JUBA, SOUTH SUDAN —
A veteran South Sudanese journalist says he was arrested and held in "very difficult conditions" after running an opinion piece that was critical of a former state governor.
Alfred Taban, chief editor of The Juba Monitor, says he was detained last week and held for about three hours at a police station after the paper ran an editorial piece by a resident of Rumbek, alleging that former Lakes state Governor Chol Tong Mayay misappropriated public funds.
“I was... served with an arrest warrant and then placed in very difficult conditions... [in] a room about three yards by five yards," Taban said.
"It was full of goods; there were sacks of sugar, tins of sugar and other commodities. It was not really for human beings. It was just something like a store for stolen goods and things like that.”
Taban has said he is also being sued by Mayay for defamation.
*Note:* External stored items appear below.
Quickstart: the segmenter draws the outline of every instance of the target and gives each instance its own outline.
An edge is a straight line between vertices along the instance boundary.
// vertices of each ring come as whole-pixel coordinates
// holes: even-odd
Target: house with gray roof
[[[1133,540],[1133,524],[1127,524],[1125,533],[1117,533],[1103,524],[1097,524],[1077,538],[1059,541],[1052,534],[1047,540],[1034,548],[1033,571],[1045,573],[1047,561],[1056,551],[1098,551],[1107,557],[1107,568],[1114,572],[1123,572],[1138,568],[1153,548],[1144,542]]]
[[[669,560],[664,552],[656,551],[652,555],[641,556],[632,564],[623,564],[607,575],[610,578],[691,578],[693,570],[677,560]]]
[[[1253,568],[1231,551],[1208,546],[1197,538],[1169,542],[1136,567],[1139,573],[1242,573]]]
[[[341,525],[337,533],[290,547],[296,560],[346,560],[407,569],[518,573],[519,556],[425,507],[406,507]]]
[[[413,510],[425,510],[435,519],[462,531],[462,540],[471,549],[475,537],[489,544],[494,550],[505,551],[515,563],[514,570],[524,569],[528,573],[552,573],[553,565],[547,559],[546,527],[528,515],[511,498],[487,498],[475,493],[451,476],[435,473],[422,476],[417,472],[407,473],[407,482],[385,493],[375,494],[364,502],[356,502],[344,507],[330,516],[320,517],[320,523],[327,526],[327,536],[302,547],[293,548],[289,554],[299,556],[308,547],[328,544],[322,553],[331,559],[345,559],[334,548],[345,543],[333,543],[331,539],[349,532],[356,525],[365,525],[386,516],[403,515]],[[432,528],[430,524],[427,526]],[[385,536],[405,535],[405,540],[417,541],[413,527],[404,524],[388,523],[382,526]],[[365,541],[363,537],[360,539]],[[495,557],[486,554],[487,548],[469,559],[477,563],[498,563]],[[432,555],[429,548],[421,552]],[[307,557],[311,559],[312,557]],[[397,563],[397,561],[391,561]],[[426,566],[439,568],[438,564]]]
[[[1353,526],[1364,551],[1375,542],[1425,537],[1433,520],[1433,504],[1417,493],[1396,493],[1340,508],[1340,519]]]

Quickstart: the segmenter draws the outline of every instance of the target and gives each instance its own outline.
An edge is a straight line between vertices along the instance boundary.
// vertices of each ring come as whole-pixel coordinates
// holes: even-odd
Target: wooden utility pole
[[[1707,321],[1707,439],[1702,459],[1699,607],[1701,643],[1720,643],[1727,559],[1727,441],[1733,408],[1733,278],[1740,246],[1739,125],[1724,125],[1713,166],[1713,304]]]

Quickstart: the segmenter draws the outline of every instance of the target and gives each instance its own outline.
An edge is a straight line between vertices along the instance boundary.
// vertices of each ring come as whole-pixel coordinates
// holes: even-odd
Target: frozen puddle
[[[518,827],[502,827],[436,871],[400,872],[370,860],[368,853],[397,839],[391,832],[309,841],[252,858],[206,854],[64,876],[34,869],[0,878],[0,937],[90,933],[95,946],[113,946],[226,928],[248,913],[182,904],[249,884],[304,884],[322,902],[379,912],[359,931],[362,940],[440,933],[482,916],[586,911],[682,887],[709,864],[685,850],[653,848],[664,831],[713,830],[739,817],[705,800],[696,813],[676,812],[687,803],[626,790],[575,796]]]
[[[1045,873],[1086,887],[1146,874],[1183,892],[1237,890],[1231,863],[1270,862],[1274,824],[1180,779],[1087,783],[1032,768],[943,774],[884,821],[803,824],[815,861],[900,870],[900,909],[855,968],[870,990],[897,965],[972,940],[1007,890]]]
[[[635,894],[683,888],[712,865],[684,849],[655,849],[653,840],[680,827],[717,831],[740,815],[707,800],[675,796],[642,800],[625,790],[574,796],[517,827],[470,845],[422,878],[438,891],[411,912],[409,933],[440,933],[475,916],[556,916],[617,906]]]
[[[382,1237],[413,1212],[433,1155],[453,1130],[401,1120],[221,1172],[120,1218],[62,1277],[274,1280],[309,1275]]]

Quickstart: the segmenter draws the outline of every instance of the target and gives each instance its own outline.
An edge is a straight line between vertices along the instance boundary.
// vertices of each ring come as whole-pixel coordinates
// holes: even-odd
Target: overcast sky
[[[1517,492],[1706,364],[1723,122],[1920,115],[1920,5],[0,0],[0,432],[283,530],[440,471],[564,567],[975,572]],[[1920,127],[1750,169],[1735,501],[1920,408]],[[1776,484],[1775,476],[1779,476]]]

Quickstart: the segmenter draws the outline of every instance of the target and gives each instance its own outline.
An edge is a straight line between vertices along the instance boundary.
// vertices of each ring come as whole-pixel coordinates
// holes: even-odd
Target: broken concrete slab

His arrest came less than a month after South Sudan agreed to be a pilot country for a United Nations program to create a free and safe environment for media workers. One of the changes called for in the U.N. plan is for defamation to be decriminalized.
The Brussels-based International Federation of Journalists (IFJ) on Tuesday condemned Taban's arrest, saying in a statement that the journalist was treated like a criminal and held in "very inhumane conditions."
"Citizens must be allowed to express their views in the public interest as this is what guarantees good governance, accountability and probity," the IFJ statement said.
The Union for Journalists in South Sudan (UJOSS) says at least 10 journalists have been detained without charge in South Sudan in the last two months.
Neither the Minister of Information, Barnaba Marial Benjamin, nor his deputy, Atem Yak Atem, were available for comment.